Una tazzina di Biodiversità

Il caffè in Italia pare essere un’istituzione appannaggio dei Campani: ma se è vero che risulta il simbolo della bella vita nostrana, quanto conosce il cittadino italiano riguardo l’argomento? E soprattutto, cosa sono i termini Arabica e Robusta che tanto vengono sbandierati?

Per provare a rispondere ai quesiti, partirò dalle basi, trattando l’origine della pianta e delle varietà Coffea più diffuse a livello globale e commerciale.

Il genere Coffea appartiene alla famiglia delle Rubiacee, nome sotto il quale vengono raggruppate circa 4500 specie, di cui 120 circa arbustive sempreverdi, sia selvatiche che coltivate, facenti parte del genere Coffea: affonda le proprie radici nell’Africa Nord – Orientale, precisamente in Etiopia dove venne scoperto il primo esemplare attorno al XIV sec.

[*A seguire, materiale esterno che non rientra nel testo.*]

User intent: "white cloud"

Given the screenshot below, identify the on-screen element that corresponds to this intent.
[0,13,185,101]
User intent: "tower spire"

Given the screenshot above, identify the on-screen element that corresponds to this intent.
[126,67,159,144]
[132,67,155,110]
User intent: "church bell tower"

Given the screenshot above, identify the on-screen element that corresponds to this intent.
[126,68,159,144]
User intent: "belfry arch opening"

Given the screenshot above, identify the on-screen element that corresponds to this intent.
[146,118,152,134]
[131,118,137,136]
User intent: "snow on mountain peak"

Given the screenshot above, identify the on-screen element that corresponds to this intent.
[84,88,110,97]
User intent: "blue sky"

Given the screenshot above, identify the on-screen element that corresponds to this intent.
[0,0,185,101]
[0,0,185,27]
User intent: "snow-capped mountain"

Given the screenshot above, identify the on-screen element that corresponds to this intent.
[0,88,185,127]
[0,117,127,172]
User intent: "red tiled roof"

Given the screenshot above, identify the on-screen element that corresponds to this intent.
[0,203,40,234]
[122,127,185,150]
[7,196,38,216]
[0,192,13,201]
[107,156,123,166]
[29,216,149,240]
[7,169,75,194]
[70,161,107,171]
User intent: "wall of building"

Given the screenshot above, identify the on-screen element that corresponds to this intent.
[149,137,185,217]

Tra le 120 e più specie, quella Arabica risulta sicuramente la più diffusa insieme ad altre tre: Coffea Canephora, Coffea Liberica e Coffea Excelsa. Oltre a queste tipologie, vi sono ibridi derivanti da queste e altre specie minori quali la Coffea Stenophylla, la Coffea Charrieriana, la Coffea Racemosa e la Coffea Mauritiana, tutte di difficile reperibilità a causa della scarsa qualità organolettica e della bassa redditività.

 

 

Coffea Arabica 

Questa specie rappresenta quasi il 70% della produzione globale di caffè grazie all’ottima produttività e alle qualità organolettiche della bevanda che se ne ottiene, la quale possiede un profilo aromatico delicato, floreale e dotato di acidità sottile. Per quanto riguarda le tecniche colturali, l’Arabica necessità di una buona cura e protezione contro le malattie fungine e crittogamiche, per via della bassa vigorosità. Di conseguenza risulta meno adattabile a condizioni diverse da quelle di origine poiché ha bisogno di essere coltivata sopra i 600m su terreni ben forniti di minerali, meglio vulcanici, con precipitazioni tra i 1200 – 1500 mm minimo di pioggia annui e con temperature intorno ai 20°C. La qualità della drupa viene generata, nelle annate migliori, da lente maturazioni che il frutto subisce in ambienti montani dove ha la possibilità di sviluppare i migliori composti aromatici. Le varietà più utilizzate sono le seguenti: Coffea Typica, Coffea Bourbon, Coffea Caturra, Coffea Castillo, Coffea Catimor, Coffea Pacamara, Coffea SL28 e Coffea Gesha.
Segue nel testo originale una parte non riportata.